In my mind, a truly functional community has about 90% of its active writers as these so-called Core people. That means that for every ten writers, nine of them feel comfortable and integrated into the community. You only get to that point (besides the week after you start a community with your friends) by building this atmosphere of being externally focused. Once you reach that point it’s actually pretty easy to sustain. People begin to feel comfortable and on-mission together, and you get to draw new people in together.

As a result, when people leave the community because life happens, things keep on moving. Obviously the Staff still has a lot to do, even with a large and effective Core, but it’s so much simpler to manage when you feel like you have a community full of people who you like and trust. All of the time places have to create a really hard line between Staff and non-Staff, because they recognize that they only trust some people in the community; this turns into them having to trust no one in the community save the Staff themselves, and the Core shrinks all the more rapidly. This is so common, but it’s not unavoidable. It’s not like only with a select few of really quality people can you create this community—you just need a little direction and thoughtfulness.  
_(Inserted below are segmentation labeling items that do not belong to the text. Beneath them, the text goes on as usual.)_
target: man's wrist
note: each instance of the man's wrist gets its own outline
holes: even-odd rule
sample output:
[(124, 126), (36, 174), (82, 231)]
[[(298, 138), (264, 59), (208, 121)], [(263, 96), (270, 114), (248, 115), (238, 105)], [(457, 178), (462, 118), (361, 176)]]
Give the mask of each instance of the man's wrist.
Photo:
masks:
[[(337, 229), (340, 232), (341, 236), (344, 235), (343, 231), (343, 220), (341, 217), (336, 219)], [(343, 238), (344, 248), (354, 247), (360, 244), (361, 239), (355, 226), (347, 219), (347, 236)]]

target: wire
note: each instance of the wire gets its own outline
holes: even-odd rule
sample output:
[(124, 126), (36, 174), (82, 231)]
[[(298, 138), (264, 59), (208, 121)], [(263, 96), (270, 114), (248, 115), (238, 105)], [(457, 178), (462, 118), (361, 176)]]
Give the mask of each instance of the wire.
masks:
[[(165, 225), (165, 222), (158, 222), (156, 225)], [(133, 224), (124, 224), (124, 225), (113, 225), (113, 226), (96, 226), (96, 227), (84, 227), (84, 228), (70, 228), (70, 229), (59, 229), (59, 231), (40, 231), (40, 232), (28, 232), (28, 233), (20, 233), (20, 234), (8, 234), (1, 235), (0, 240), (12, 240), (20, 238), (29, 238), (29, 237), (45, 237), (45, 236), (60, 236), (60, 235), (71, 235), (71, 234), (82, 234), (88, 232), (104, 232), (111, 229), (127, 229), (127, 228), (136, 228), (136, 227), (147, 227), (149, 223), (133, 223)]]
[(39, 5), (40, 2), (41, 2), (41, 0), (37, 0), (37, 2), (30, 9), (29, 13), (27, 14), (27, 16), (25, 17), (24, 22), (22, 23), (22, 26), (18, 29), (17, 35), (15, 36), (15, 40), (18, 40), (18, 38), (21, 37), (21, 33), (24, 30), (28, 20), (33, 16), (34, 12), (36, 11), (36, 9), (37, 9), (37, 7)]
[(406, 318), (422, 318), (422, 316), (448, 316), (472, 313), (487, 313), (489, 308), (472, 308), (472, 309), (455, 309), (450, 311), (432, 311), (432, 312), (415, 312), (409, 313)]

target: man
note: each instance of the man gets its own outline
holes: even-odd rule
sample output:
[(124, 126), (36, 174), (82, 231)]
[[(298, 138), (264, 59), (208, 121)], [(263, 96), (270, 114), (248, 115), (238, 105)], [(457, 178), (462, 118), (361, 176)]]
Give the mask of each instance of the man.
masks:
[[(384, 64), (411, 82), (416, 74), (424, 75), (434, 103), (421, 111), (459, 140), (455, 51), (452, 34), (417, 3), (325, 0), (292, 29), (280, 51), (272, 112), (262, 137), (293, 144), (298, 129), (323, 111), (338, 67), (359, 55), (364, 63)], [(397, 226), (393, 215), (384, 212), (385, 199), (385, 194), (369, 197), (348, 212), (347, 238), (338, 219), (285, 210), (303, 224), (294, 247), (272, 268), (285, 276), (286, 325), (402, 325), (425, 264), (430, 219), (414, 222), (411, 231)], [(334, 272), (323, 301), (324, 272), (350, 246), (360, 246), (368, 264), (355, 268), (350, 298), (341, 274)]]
If people have this on their mind, the possibilities are endless. An army of other writers to sharpen your wit and push your creativity? Sign me up. Not only do you have lots of practical, logistical opportunities with more people, but adopting an expansive and embracing attitude does wonders for a person's satisfaction even in the midst of varying styles. If there's a difference between 'surviving' versus 'living' in a roleplaying community, I think this is where it's at.